David O’Keeffe is the Manager of Application Design at ASX, whose motto is “simple done well.” He shares Squire’s belief in breaking down complex problems into simple solutions.
“Within the ASX, our systems are complex and closely interrelated. Building a complex delivery solution for that doesn’t add anything, so we need to break it down. By finding simpler solutions to these complex problems, there’s more chance of success,”says O’Keefe.
While many organisations see Cloud providers like Amazon Web Services (AWS) as vital for development and testing and adopting a fail-fast agile tactic, Squire’s approach was to take one entire production workflow through the journey to Cloud implementation first, to show the organisation that anything is possible.
“I wanted to make sure we ticked all of the security, compliance and regulatory assurance boxes, and, now that we’ve done that, dev and test is a lot easier.”
The application chosen for that first run into the Cloud is called Margin Optimiser.
“Margin Optimiser was the perfect example of what we should put in the Cloud. It’s a highly computationally intensive program. It only ran once a day but we had two very “grunty” machines sitting on premise for a once-a-day run,” says Squire.
The chosen solution was AWS Lambda, an event-driven serverless computing service. Raj Prasad, Development Services Manager at ASX who works with Squire, says that AWS Lambda was perfect for the task. AWS Lambda allowed the development team to release first and fill in the features as required. Having multiple environment instances in which to do that meant it was both safe and easy to deliver.
“We reduced our costs, because we literally run the Margin Optimiser for 14 minutes a day and we no longer need high-grade machines on premise.”
Now that the Margin Optimiser deployment has been completed successfully, Squire says, ASX is looking at other ways Cloud can be used effectively.

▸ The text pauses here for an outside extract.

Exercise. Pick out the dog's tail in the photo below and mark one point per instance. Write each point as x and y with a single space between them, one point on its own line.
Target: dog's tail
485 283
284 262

“We want to be more nimble, we want to deliver faster, and we want to eliminate the waste and delays that can occur in software delivery.”
At the beginning of the Cloud journey, says Squire, “the biggest insight for me was how often people say no to things because it’s different, it’s new, or they don’t understand. It’s just fear of change.”
Now that ASX has deployed AWS services and is using the platform to build and deploy testing systems, O’Keeffe says more people are coming on board.
“Once they see it in action they’ll say why didn’t we do this five years ago? It’s really compelling.”
“AWS is helping us achieve our business outcomes through collaboration, creative services, and rich APIs and technologies. It has been a great experience for us and one that will continue,” says Squire.